Друзья завернули направо и устроились в первых рядах. В «женской» колонне Иссур заметил свою маму. Она ободряюще улыбнулась сыну и помахала рукой. Всюду шумели: плакали дети, возмущались их родители. Немцы беспрестанно кричали «быстрее, живее!» и подгоняли медлительных, а военные собаки громко лаяли, будто копируя поведение владельцев.
– Как думаешь, зачем нас разделяют? – шепнула Мари другу.
– Может, им так удобней, – постарался максимально уверенно ответить мальчик. На самом деле он тоже недоумевал. Наконец, распределение закончилось. Вдруг военные начали отбирать у приезжих багаж. Шум усилился. Кто-то отчаянно сопротивлялся, а кто-то в страхе разжимал руки и отдавал вещи сразу. Сердце Иссура екнуло. У мамы в чемодане лежат ценнейшие украшения, которые достались ей в наследство, семейная реликвия. А у папы – дорогие часы с позолотой и кошелек со всеми их сбережениями. Свою сумку он отдал немцу не задумываясь. Мари тоже добровольно лишилась своего багажа. Мама не стала протестовать, и сама протянула чемодан, но по ее лицу пробежала болезненная судорога. Реакцию отца мальчик не смог увидеть – он стоял где-то далеко позади. Когда «процедура» была окончательно завершена, впереди каждой колонны встало по двое военных, и людей повели к длинному зданию со множеством труб в крыше. Ворота распахнулись, толпа прошла сквозь них, и детям открылась огромная зеленая долина, почему-то со всех сторон огороженная забором из колючей проволоки. Каждую группу завели в отдельный каменный барак. Иссур нашел маму глазами и молча с ней попрощался. Та кивнула и вновь улыбнулась, через силу, но улыбнулась. В то мгновение мальчика пронзило чувство обеспокоенности и страха. Вдруг они прощаются надолго? Когда он еще увидит маму? За последним вошедшим человеком захлопнулась дверь. Отец подошел к сыну и приобнял его за плечи:
– Все с мамой будет хорошо. Мы точно скоро увидимся. Но это кошмар, просто кошмар. Без спроса отбирать личные вещи! Даже уличный хулиган, и тот не стал бы так нагло красть бумажник! Жаль, что в этой толчее я совсем забыл про жалобу… Что ж… Придется ждать, пока не представится случай.

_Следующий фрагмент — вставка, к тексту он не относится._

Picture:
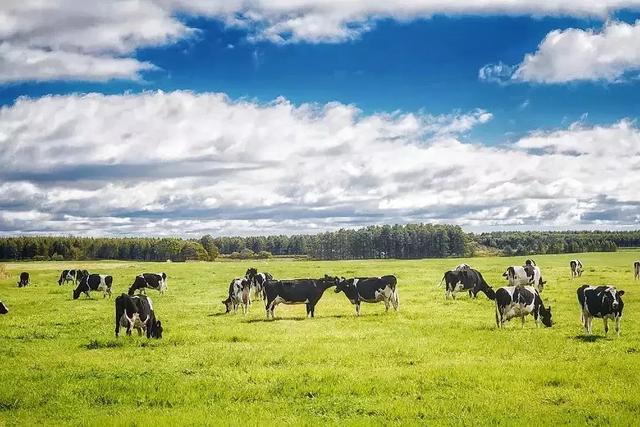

Лежа на ледяном полу, от которого сильно несло хлоркой, Иссур буквально молился о том, чтобы этот случай не принес очередное разочарование.
Разбудил людей в бараке все тот же грубый голос:
– Мужчинам – встать! Дети – пока на месте!
Иссур поднял голову и отыскал глазами папу. Он уже встал в строй, заметил на себе взгляд сына и коротко кивнул мальчику. Мари, ничего не осознавая спросонья, вскочила и ринулась было к колонне, но Иссур удержал девочку за рукав.
– Это не нам приказ. Спи дальше.
Мужчины покинули место ночлега, и дверь за ними вновь заперлась на задвижку.
Однако дети уже не смогли заснуть. Необъяснимая тревога держала их глаза открытыми. Мари подползла поближе к другу и прижалась к нему спиной. Через зарешеченное окошко пробивался бледный свет. Раннее утро заглядывало в барак и восходящее солнце сочувственно гладило теплеющими лучами уставшие лица заключенных.
Через несколько часов пришли и за детьми. Военные повели их в сауну. По пути друзья перешептывались между собой и размышляли, когда же, наконец, они увидят своих родителей. В сауне всем приказали раздеться. Мари залилась краской. Иссур понял подругу и отвернулся. Далее детей начали регистрировать. Немцы постоянно смеялись и унижали более взрослых девушек, под чью категорию попала и Мари.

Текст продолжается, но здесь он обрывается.